Mominul Haque got the job only three months ago. His father, Faridul Haque from Bashkhali, spoke to his son regularly. He said Mominul seemed happy enough. But a phone call on Saturday upended their lives for good, bdnews24.com reports.
Mominul, 27, told his father there had been repeated blasts at his workplace.
The call disconnected. Faridul, frantic, tried to get through to Mominul many times as he heard news of the blast.
Ten minutes later, he received another call. This time it was even worse.
“Father, my leg has been blown off," Mominul said over the phone. "Please recite kalma and pray for me.”
The father could clearly hear his son's screams of pain.
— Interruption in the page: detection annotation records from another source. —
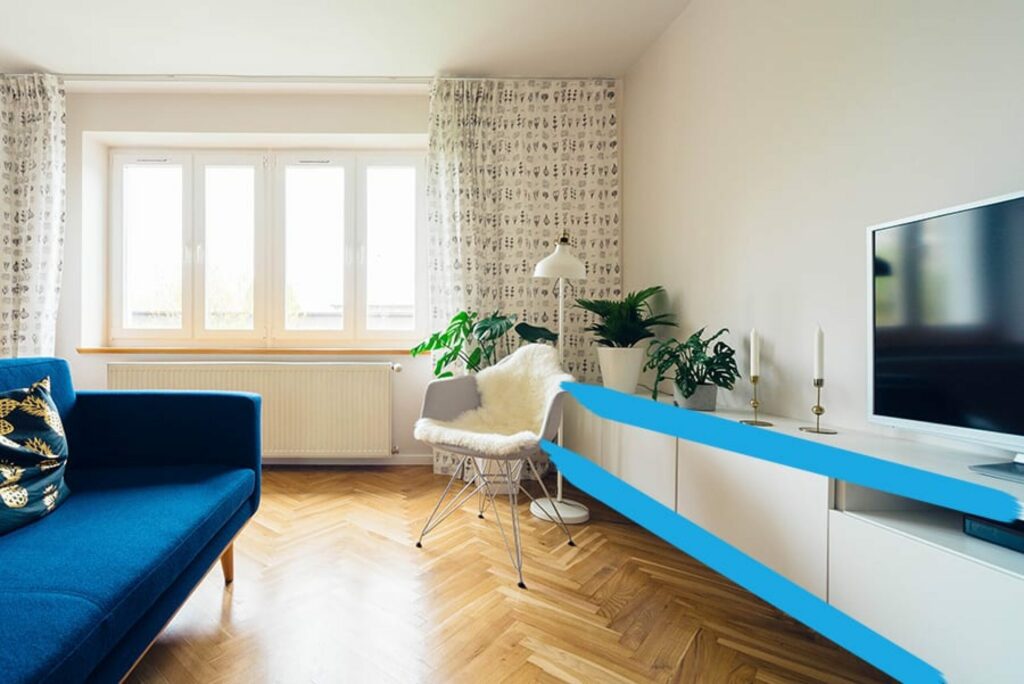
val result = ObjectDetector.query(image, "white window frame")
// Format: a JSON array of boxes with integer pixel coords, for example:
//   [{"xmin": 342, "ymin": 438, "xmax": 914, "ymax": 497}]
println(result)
[
  {"xmin": 108, "ymin": 148, "xmax": 428, "ymax": 349},
  {"xmin": 108, "ymin": 149, "xmax": 194, "ymax": 344},
  {"xmin": 355, "ymin": 152, "xmax": 428, "ymax": 342},
  {"xmin": 191, "ymin": 151, "xmax": 268, "ymax": 343},
  {"xmin": 269, "ymin": 149, "xmax": 355, "ymax": 346}
]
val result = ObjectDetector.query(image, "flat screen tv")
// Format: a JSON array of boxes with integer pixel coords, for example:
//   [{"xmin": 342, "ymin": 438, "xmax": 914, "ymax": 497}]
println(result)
[{"xmin": 867, "ymin": 193, "xmax": 1024, "ymax": 453}]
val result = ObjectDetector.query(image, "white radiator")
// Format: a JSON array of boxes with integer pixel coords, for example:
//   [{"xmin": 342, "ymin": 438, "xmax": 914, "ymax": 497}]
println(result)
[{"xmin": 106, "ymin": 362, "xmax": 393, "ymax": 459}]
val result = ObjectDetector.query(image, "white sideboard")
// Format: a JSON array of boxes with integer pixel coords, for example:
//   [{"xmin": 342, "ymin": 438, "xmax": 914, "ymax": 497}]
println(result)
[
  {"xmin": 565, "ymin": 399, "xmax": 831, "ymax": 599},
  {"xmin": 564, "ymin": 389, "xmax": 1024, "ymax": 683}
]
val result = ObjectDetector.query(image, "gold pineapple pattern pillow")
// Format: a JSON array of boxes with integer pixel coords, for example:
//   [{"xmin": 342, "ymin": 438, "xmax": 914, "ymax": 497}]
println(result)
[{"xmin": 0, "ymin": 378, "xmax": 68, "ymax": 535}]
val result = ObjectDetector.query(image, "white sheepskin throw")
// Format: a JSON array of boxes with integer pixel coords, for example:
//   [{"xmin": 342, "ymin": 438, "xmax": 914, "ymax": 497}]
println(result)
[{"xmin": 414, "ymin": 344, "xmax": 572, "ymax": 456}]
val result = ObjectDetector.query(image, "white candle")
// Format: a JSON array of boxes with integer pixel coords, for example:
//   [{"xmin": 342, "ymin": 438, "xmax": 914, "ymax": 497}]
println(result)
[
  {"xmin": 751, "ymin": 328, "xmax": 761, "ymax": 378},
  {"xmin": 814, "ymin": 326, "xmax": 825, "ymax": 380}
]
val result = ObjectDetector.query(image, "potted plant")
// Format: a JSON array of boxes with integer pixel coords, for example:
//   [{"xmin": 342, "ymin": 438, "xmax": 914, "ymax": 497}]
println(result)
[
  {"xmin": 644, "ymin": 328, "xmax": 739, "ymax": 411},
  {"xmin": 409, "ymin": 311, "xmax": 558, "ymax": 378},
  {"xmin": 577, "ymin": 286, "xmax": 676, "ymax": 394}
]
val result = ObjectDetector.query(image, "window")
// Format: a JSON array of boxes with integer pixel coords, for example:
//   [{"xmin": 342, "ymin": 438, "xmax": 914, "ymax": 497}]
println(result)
[{"xmin": 110, "ymin": 146, "xmax": 426, "ymax": 347}]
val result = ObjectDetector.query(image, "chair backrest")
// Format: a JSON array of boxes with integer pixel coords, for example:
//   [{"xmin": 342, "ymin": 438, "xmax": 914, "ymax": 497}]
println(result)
[
  {"xmin": 0, "ymin": 356, "xmax": 75, "ymax": 421},
  {"xmin": 476, "ymin": 344, "xmax": 572, "ymax": 439}
]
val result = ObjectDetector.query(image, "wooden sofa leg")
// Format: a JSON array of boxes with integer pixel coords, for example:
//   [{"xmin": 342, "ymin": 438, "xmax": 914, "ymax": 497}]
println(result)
[{"xmin": 220, "ymin": 542, "xmax": 234, "ymax": 585}]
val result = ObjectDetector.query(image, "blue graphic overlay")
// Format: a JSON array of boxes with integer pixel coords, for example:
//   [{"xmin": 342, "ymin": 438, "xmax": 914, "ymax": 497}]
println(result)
[
  {"xmin": 542, "ymin": 440, "xmax": 944, "ymax": 682},
  {"xmin": 562, "ymin": 383, "xmax": 1021, "ymax": 522}
]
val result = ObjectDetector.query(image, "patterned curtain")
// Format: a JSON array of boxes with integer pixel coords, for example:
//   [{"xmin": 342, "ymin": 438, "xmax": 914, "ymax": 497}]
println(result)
[
  {"xmin": 0, "ymin": 75, "xmax": 66, "ymax": 356},
  {"xmin": 427, "ymin": 79, "xmax": 622, "ymax": 380}
]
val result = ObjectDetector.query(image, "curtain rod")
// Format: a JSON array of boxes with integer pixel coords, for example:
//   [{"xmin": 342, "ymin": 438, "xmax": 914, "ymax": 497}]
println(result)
[{"xmin": 56, "ymin": 74, "xmax": 615, "ymax": 85}]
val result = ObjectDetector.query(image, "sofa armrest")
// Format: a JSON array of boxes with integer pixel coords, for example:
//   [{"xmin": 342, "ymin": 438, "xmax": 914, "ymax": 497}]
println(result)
[
  {"xmin": 420, "ymin": 375, "xmax": 480, "ymax": 421},
  {"xmin": 66, "ymin": 390, "xmax": 262, "ymax": 483}
]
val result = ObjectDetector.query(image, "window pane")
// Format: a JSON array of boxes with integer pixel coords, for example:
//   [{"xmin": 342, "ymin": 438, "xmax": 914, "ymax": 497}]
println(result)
[
  {"xmin": 122, "ymin": 165, "xmax": 182, "ymax": 330},
  {"xmin": 285, "ymin": 166, "xmax": 345, "ymax": 330},
  {"xmin": 204, "ymin": 166, "xmax": 256, "ymax": 330},
  {"xmin": 367, "ymin": 166, "xmax": 418, "ymax": 331}
]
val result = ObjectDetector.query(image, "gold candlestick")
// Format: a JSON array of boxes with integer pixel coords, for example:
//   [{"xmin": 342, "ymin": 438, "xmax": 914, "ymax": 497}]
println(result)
[
  {"xmin": 800, "ymin": 378, "xmax": 837, "ymax": 434},
  {"xmin": 739, "ymin": 375, "xmax": 772, "ymax": 427}
]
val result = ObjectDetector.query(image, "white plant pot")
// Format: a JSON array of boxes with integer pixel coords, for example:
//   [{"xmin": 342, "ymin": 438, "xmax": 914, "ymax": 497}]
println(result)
[
  {"xmin": 597, "ymin": 347, "xmax": 645, "ymax": 394},
  {"xmin": 672, "ymin": 385, "xmax": 718, "ymax": 411}
]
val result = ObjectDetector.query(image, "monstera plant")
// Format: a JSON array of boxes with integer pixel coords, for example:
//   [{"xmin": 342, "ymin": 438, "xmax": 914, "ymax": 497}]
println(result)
[
  {"xmin": 644, "ymin": 328, "xmax": 739, "ymax": 411},
  {"xmin": 409, "ymin": 310, "xmax": 558, "ymax": 378}
]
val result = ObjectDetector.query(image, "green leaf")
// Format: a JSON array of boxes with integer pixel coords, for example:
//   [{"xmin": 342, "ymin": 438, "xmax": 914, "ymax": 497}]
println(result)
[
  {"xmin": 577, "ymin": 286, "xmax": 676, "ymax": 347},
  {"xmin": 644, "ymin": 328, "xmax": 740, "ymax": 398},
  {"xmin": 515, "ymin": 323, "xmax": 558, "ymax": 343}
]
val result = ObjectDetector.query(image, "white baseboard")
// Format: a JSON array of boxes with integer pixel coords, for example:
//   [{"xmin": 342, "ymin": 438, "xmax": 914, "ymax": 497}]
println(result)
[{"xmin": 263, "ymin": 454, "xmax": 434, "ymax": 466}]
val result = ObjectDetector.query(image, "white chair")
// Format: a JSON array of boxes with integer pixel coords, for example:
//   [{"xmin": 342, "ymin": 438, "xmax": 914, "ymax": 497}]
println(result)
[{"xmin": 415, "ymin": 344, "xmax": 575, "ymax": 589}]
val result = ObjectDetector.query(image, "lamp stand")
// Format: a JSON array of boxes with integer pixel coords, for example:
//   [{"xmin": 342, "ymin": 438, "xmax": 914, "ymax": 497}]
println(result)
[{"xmin": 529, "ymin": 277, "xmax": 590, "ymax": 525}]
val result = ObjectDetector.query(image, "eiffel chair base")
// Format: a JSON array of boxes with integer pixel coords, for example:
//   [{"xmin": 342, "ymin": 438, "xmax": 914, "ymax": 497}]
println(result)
[{"xmin": 416, "ymin": 454, "xmax": 575, "ymax": 589}]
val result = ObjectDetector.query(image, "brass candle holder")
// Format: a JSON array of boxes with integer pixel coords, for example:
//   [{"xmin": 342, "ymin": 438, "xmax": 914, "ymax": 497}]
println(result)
[
  {"xmin": 739, "ymin": 375, "xmax": 772, "ymax": 427},
  {"xmin": 800, "ymin": 378, "xmax": 838, "ymax": 434}
]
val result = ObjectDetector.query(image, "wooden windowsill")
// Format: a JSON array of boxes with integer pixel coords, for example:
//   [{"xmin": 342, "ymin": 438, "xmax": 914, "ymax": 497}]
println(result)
[{"xmin": 75, "ymin": 347, "xmax": 409, "ymax": 356}]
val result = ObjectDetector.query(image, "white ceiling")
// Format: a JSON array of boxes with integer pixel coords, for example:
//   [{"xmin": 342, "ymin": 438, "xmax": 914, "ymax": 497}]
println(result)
[{"xmin": 0, "ymin": 0, "xmax": 688, "ymax": 78}]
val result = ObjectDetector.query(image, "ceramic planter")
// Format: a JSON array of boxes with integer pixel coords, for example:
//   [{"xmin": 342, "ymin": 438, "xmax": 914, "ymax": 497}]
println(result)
[
  {"xmin": 672, "ymin": 385, "xmax": 718, "ymax": 411},
  {"xmin": 597, "ymin": 347, "xmax": 645, "ymax": 394}
]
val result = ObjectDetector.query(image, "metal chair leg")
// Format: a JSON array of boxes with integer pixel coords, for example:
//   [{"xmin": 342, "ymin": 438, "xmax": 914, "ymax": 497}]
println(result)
[
  {"xmin": 483, "ymin": 458, "xmax": 526, "ymax": 589},
  {"xmin": 500, "ymin": 461, "xmax": 526, "ymax": 589},
  {"xmin": 526, "ymin": 456, "xmax": 575, "ymax": 546},
  {"xmin": 416, "ymin": 456, "xmax": 477, "ymax": 549}
]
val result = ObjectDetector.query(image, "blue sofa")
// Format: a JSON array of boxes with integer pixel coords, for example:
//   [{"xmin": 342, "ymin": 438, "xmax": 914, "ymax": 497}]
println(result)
[{"xmin": 0, "ymin": 358, "xmax": 260, "ymax": 684}]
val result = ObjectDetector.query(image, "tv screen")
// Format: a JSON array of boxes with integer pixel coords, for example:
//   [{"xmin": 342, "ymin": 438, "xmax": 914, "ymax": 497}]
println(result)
[{"xmin": 870, "ymin": 197, "xmax": 1024, "ymax": 445}]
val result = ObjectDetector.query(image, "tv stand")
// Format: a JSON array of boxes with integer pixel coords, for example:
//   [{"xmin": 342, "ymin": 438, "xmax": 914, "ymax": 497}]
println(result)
[
  {"xmin": 565, "ymin": 400, "xmax": 1024, "ymax": 684},
  {"xmin": 971, "ymin": 454, "xmax": 1024, "ymax": 484}
]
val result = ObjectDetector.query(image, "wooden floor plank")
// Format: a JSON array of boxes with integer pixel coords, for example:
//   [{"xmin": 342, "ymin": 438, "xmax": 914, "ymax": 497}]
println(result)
[{"xmin": 128, "ymin": 466, "xmax": 886, "ymax": 684}]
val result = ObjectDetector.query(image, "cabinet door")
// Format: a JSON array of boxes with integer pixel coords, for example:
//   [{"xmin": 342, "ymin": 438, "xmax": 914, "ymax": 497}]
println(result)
[
  {"xmin": 676, "ymin": 439, "xmax": 830, "ymax": 598},
  {"xmin": 828, "ymin": 511, "xmax": 1024, "ymax": 684},
  {"xmin": 600, "ymin": 421, "xmax": 676, "ymax": 509},
  {"xmin": 562, "ymin": 396, "xmax": 606, "ymax": 466}
]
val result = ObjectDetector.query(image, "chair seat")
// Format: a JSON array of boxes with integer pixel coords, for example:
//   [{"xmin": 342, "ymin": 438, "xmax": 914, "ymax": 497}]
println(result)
[
  {"xmin": 0, "ymin": 465, "xmax": 255, "ymax": 682},
  {"xmin": 414, "ymin": 418, "xmax": 541, "ymax": 458}
]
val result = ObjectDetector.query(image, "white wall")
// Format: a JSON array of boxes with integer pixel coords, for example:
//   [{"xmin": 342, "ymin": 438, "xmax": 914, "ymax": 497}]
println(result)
[
  {"xmin": 623, "ymin": 0, "xmax": 1024, "ymax": 426},
  {"xmin": 56, "ymin": 88, "xmax": 430, "ymax": 456}
]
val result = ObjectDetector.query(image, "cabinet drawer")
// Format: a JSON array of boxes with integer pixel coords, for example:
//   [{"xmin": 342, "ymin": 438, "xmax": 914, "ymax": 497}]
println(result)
[{"xmin": 828, "ymin": 511, "xmax": 1024, "ymax": 683}]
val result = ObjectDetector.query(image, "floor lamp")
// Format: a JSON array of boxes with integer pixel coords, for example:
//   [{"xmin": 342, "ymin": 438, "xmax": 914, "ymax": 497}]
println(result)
[{"xmin": 529, "ymin": 233, "xmax": 590, "ymax": 524}]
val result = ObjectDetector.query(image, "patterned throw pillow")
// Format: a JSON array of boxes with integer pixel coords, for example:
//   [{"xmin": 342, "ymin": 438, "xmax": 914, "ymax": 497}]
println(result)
[{"xmin": 0, "ymin": 378, "xmax": 68, "ymax": 535}]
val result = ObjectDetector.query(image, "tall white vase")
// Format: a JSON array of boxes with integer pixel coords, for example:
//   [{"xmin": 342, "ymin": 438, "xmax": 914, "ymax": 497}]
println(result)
[{"xmin": 597, "ymin": 347, "xmax": 645, "ymax": 394}]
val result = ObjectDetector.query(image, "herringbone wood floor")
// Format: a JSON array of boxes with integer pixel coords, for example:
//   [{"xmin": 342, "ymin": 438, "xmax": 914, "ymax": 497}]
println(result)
[{"xmin": 129, "ymin": 467, "xmax": 883, "ymax": 684}]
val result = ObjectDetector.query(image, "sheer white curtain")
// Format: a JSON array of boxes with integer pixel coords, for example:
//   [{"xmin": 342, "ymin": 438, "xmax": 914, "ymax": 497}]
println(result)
[
  {"xmin": 427, "ymin": 79, "xmax": 622, "ymax": 379},
  {"xmin": 0, "ymin": 74, "xmax": 66, "ymax": 356}
]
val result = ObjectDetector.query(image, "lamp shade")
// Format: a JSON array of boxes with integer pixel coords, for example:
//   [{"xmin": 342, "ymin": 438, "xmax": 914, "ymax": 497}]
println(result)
[{"xmin": 534, "ymin": 236, "xmax": 587, "ymax": 281}]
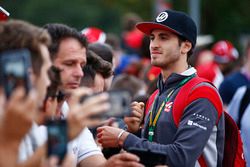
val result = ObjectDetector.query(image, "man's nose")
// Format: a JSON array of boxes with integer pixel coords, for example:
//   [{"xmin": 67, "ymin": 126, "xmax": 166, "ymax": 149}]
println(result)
[{"xmin": 74, "ymin": 65, "xmax": 83, "ymax": 77}]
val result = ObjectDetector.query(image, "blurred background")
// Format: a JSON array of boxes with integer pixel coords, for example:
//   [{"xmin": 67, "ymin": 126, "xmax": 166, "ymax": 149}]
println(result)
[{"xmin": 0, "ymin": 0, "xmax": 250, "ymax": 50}]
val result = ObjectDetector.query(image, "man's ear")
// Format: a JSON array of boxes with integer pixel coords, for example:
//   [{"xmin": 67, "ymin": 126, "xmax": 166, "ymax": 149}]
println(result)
[
  {"xmin": 29, "ymin": 68, "xmax": 37, "ymax": 85},
  {"xmin": 181, "ymin": 40, "xmax": 192, "ymax": 54}
]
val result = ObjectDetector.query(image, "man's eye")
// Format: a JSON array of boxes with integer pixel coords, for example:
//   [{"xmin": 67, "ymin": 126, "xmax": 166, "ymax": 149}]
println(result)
[{"xmin": 64, "ymin": 62, "xmax": 73, "ymax": 66}]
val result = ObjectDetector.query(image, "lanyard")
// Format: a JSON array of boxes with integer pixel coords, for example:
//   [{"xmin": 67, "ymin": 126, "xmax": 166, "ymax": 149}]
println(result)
[{"xmin": 148, "ymin": 74, "xmax": 195, "ymax": 141}]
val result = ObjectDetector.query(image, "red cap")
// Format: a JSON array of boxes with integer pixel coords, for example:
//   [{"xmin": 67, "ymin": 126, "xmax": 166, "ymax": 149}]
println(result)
[
  {"xmin": 212, "ymin": 40, "xmax": 239, "ymax": 63},
  {"xmin": 81, "ymin": 27, "xmax": 106, "ymax": 43}
]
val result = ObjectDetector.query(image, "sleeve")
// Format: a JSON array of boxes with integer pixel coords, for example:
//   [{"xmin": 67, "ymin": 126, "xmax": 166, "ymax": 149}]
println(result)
[{"xmin": 124, "ymin": 94, "xmax": 222, "ymax": 167}]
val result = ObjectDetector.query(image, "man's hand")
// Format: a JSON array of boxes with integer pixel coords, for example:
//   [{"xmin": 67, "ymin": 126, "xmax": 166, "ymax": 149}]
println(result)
[
  {"xmin": 67, "ymin": 88, "xmax": 110, "ymax": 139},
  {"xmin": 0, "ymin": 88, "xmax": 37, "ymax": 143},
  {"xmin": 124, "ymin": 102, "xmax": 144, "ymax": 133},
  {"xmin": 97, "ymin": 126, "xmax": 129, "ymax": 148},
  {"xmin": 105, "ymin": 152, "xmax": 143, "ymax": 167}
]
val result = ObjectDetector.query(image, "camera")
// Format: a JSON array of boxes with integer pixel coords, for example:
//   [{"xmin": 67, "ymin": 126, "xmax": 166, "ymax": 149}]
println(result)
[
  {"xmin": 0, "ymin": 49, "xmax": 31, "ymax": 99},
  {"xmin": 46, "ymin": 119, "xmax": 68, "ymax": 164},
  {"xmin": 80, "ymin": 89, "xmax": 132, "ymax": 119}
]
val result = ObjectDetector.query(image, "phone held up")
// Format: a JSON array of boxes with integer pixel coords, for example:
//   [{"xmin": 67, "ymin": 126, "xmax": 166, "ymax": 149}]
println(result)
[
  {"xmin": 0, "ymin": 49, "xmax": 31, "ymax": 99},
  {"xmin": 80, "ymin": 89, "xmax": 132, "ymax": 120},
  {"xmin": 46, "ymin": 119, "xmax": 68, "ymax": 164}
]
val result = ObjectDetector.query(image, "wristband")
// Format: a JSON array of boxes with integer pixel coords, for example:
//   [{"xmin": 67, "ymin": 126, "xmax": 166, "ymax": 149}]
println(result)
[{"xmin": 117, "ymin": 130, "xmax": 125, "ymax": 145}]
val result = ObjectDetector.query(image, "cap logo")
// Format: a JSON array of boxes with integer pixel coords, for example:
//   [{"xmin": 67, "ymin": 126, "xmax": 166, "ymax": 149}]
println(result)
[{"xmin": 156, "ymin": 12, "xmax": 168, "ymax": 22}]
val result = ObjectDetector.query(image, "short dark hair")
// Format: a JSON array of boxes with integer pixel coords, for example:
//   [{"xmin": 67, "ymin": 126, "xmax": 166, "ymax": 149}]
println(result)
[
  {"xmin": 88, "ymin": 43, "xmax": 113, "ymax": 64},
  {"xmin": 44, "ymin": 23, "xmax": 88, "ymax": 60},
  {"xmin": 0, "ymin": 20, "xmax": 51, "ymax": 75},
  {"xmin": 81, "ymin": 50, "xmax": 112, "ymax": 87}
]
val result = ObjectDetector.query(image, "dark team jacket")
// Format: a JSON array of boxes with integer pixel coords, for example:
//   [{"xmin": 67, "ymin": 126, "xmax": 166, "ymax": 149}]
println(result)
[{"xmin": 123, "ymin": 68, "xmax": 225, "ymax": 167}]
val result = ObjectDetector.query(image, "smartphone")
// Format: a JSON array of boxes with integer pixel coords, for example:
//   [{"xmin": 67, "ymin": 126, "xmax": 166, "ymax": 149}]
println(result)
[
  {"xmin": 46, "ymin": 119, "xmax": 68, "ymax": 164},
  {"xmin": 0, "ymin": 49, "xmax": 31, "ymax": 99},
  {"xmin": 0, "ymin": 6, "xmax": 10, "ymax": 21},
  {"xmin": 128, "ymin": 147, "xmax": 166, "ymax": 167},
  {"xmin": 80, "ymin": 89, "xmax": 132, "ymax": 119},
  {"xmin": 103, "ymin": 89, "xmax": 132, "ymax": 118}
]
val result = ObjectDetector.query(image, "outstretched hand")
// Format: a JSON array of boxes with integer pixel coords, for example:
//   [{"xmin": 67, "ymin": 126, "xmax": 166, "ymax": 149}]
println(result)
[{"xmin": 124, "ymin": 102, "xmax": 144, "ymax": 133}]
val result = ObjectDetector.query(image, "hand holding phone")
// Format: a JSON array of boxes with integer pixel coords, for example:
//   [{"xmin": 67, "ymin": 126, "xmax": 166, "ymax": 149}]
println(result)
[
  {"xmin": 81, "ymin": 89, "xmax": 132, "ymax": 120},
  {"xmin": 46, "ymin": 120, "xmax": 68, "ymax": 164},
  {"xmin": 0, "ymin": 49, "xmax": 31, "ymax": 99}
]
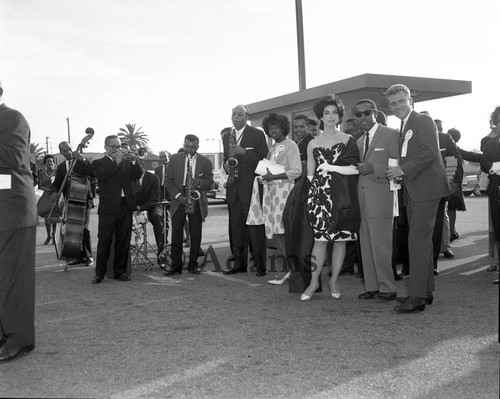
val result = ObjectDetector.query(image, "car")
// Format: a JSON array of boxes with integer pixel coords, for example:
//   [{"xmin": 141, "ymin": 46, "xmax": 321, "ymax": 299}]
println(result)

“Mominul was still holding his phone and was crying - 'I have fallen down. Someone please help me get up',” Faridul, a man in his fifties, said.
“That was when the call disconnected. That was my last conversation with my son,” he said while crying for his son at the Chattogram Medical College Hospital morgue.
Mominul began work as a computer operator at the privately run BM Container Depot three months ago.
The fire killed at least 32 people and injured scores of others at a container depot in Chattogram’s Sitakunda on Saturday.
One of them was Mominul. He graduated from Mohsin College in Economics and joined the job, said his cousin Tayeb. “Mominul went to the depot at around 8 pm on Saturday,” Tayeb said.
After speaking to his son, Faridul called his relatives in Chattogram and asked them to go to CMCH. Later, Mominul’s uncle Khorshed Alam went to the hospital and found his dead body. Mominul has two siblings.
Officials said more than 100 people, including workers, policemen and firefighters, were injured in the fire that erupted around 9:30 pm on Saturday.
As many as 10 policemen and 53 others were admitted to CMCH as of 11:45 am on Sunday.
The fire spread due to the explosion, said Shahjahan Shikder, a deputy director of the fire service.
Local journalist Mizanur Rahman Yusuf said the explosion was heard from as far as three kilometres away.
Initial reports suggested the fire had originated from chemicals, said Nurul Alam Dulal, senior station officer at Kumria Fire Station.